Java Streams Overview

Functional Interface :

A functional interface is an interface that contains exactly one abstract method. These interfaces can be instantiated using lambda expressions, method references, or anonymous classes. Functional interfaces are a key part of Java’s support for functional programming, especially since Java 8 introduced the Stream API and lambda expressions.

@FunctionalInterface
interface MyFunctionalInterface {
void doSomething(String input);
}

Java Streams :

There are 2 types of java streams

Parallel Streams

Sequential Streams

Parallel Streams :

Java Streams provide a powerful way to process sequences of elements, and parallel streams allow you to perform operations on those elements concurrently, taking advantage of multiple CPU cores

A parallel stream divides the source data into multiple parts and processes each part in parallel using multiple threads. This can improve performance for large datasets, especially for CPU-intensive operations.
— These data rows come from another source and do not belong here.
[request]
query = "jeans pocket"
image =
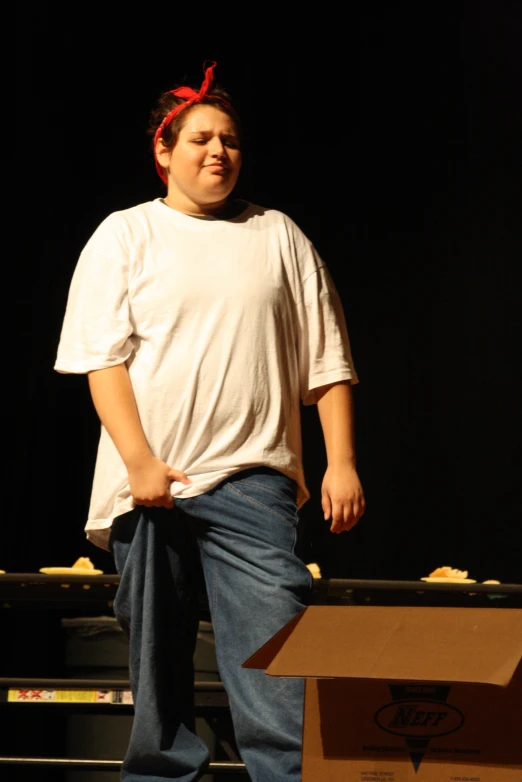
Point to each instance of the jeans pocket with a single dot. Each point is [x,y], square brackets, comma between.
[270,492]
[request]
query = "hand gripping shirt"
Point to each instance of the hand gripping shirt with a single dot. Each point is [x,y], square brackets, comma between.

Method used in parallel streams


forEach,map,filter,collect,reduce,flatMap

Sequential stream :

In Java, a sequential stream is the default type of stream processing, where elements are processed one at a time in the order they appear in the source. Sequential streams are simple to use and are suitable for many scenarios, especially when the dataset is small or when operations are not CPU-intensive.
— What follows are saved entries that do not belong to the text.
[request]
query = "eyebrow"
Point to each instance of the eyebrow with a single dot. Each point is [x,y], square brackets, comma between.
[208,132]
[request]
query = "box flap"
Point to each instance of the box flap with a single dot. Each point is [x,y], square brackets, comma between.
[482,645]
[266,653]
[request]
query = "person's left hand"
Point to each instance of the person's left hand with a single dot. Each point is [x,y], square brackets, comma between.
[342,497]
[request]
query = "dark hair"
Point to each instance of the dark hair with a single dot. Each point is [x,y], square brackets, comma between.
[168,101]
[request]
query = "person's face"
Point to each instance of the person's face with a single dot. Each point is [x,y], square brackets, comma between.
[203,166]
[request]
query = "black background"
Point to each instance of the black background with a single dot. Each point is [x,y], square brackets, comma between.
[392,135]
Characteristics of Sequential Streams :
1. Single Threaded

2. Order of processing is maintained

3. Simple to understand

Operations on Sequential Streams :

Filtering: Using the filter method to select elements based on a condition.
Mapping: Using the map method to transform elements.
Collecting: Using the collect method to gather results into a collection.
Reducing: Using the reduce method to aggregate results.

There are 2 type of operations on streams


1. Terminal Operations

2. Intermediate Operations

Streams are kind of pipelines , which does not give any result if only intermediate operations are applied .
Streams will give result only when terminal operations are applied .



Example :

Intermediate Operations: filter(), map(), flatMap(), distinct(), sorted(), peek(), limit(), skip();

Terminal Operations: forEach(), collect(), reduce(), count(), min(), max(), anyMatch(), allMatch(), noneMatch(), findFirst(), findAny().

The most important questions is to tell the paramter type for each of the streams method .

Streams can be applied on :

Collections: Such as List, Set, Map, etc.

Arrays: Arrays of any type (e.g., int[], String[]).

I/O Channels: Such as files, using classes like Files.lines().

Generators: Using Stream.generate() or Stream.iterate().

Optional: The Optional class provides a stream of its value if present.